Nous ne jetterons pas la pierre aux dirigeants CGT qui ont participé à l’exfiltration des deux cadres en question : le rapport de forces actuel, à Air France comme ailleurs, ne permet pas au mouvement ouvrier et syndical d’assumer ce niveau d’affrontement, et il faut aussi protéger les salariés contre les représailles inévitables.
Mais par contre, nous ne pouvons accepter la condamnation de ce qui s’est passé. C’est pour nous une honte de voir que les dirigeants de FO ont cette fois eu une attitude plus correcte, quoique moins médiatique, en refusant cette condamnation. Et ce n’est sans doute pas un hasard si les médias ont ouvert leurs micros à la CGT, tellement satisfaits de voir un syndicat se désolidariser de la réaction ouvrière…
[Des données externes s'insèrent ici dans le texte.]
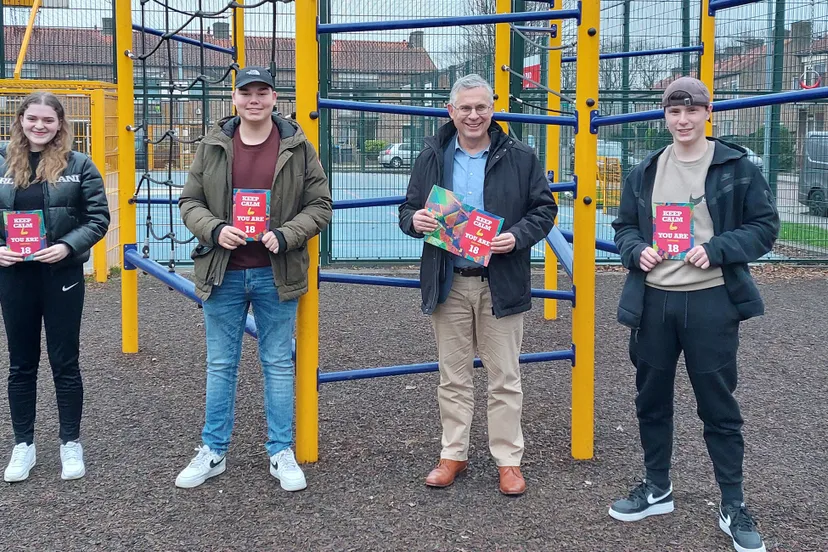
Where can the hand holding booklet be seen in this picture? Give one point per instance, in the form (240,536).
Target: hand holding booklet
(251,212)
(25,232)
(461,229)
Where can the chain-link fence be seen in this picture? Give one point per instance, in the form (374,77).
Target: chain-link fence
(183,88)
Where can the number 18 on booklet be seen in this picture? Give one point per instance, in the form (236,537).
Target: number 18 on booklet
(251,212)
(673,229)
(25,232)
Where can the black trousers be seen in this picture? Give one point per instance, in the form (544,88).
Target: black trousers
(705,326)
(35,295)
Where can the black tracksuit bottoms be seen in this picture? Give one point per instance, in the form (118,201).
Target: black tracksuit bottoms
(705,326)
(35,295)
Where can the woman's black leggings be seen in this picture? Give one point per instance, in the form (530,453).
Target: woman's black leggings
(31,292)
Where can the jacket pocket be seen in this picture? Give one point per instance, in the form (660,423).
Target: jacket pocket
(296,270)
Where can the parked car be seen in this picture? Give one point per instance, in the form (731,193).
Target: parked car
(752,156)
(813,177)
(397,155)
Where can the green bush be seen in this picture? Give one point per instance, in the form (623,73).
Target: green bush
(374,146)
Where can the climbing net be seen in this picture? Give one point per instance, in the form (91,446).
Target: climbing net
(185,60)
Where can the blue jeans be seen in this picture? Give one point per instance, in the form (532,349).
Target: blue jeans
(225,312)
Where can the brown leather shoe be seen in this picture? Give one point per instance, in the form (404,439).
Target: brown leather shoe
(511,481)
(445,472)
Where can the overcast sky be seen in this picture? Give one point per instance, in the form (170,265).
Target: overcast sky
(657,21)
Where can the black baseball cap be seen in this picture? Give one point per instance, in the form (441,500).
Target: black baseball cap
(249,75)
(686,91)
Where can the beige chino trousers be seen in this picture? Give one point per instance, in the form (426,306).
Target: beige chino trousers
(465,321)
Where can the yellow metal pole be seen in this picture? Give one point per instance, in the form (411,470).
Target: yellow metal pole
(27,37)
(553,163)
(708,32)
(503,36)
(307,324)
(583,313)
(126,172)
(98,99)
(150,148)
(238,37)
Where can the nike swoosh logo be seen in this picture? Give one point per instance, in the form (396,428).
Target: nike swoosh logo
(654,499)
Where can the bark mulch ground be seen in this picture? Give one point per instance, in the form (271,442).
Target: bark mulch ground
(379,438)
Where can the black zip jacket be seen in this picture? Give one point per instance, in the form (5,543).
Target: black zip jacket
(745,227)
(75,210)
(514,188)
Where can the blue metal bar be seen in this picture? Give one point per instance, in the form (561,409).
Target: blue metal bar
(368,280)
(327,28)
(373,107)
(640,53)
(350,375)
(716,5)
(415,283)
(183,39)
(154,201)
(600,245)
(562,249)
(553,294)
(374,202)
(526,29)
(570,186)
(723,105)
(176,281)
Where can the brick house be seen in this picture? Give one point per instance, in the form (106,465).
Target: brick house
(360,69)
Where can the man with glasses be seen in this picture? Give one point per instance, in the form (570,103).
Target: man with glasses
(471,305)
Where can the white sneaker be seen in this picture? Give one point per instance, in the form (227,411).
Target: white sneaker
(205,465)
(23,459)
(283,467)
(71,458)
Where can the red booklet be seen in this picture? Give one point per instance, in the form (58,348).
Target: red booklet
(251,212)
(478,234)
(25,232)
(673,229)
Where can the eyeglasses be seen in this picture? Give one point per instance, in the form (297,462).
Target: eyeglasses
(467,109)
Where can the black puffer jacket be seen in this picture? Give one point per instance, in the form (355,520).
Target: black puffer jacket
(75,209)
(515,188)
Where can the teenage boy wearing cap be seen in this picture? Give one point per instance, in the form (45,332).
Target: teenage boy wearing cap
(255,150)
(692,304)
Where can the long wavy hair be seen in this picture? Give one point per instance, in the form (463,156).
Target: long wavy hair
(55,156)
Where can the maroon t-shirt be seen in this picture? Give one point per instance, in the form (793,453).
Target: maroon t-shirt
(253,168)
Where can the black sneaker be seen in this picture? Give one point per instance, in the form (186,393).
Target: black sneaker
(736,521)
(644,501)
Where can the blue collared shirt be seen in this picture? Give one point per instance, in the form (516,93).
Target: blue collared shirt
(467,182)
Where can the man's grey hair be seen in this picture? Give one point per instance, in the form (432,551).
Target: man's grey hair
(468,82)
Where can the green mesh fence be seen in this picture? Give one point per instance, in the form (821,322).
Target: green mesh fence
(768,46)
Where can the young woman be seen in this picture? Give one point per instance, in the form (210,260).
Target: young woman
(44,183)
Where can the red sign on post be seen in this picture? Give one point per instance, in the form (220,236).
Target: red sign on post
(251,212)
(673,229)
(531,69)
(478,234)
(25,232)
En d’autres temps, on affichait fièrement le mot d’ordre « On a raison de se révolter ! », et cela reste notre drapeau.
Il faut ensuite transformer la colère et la révolte en conscience et en organisation, c’est certain, c’est le travail des syndicats et de la CGT au premier chef. Mais cela ne peut se faire en s’opposant à la juste colère des travailleurs.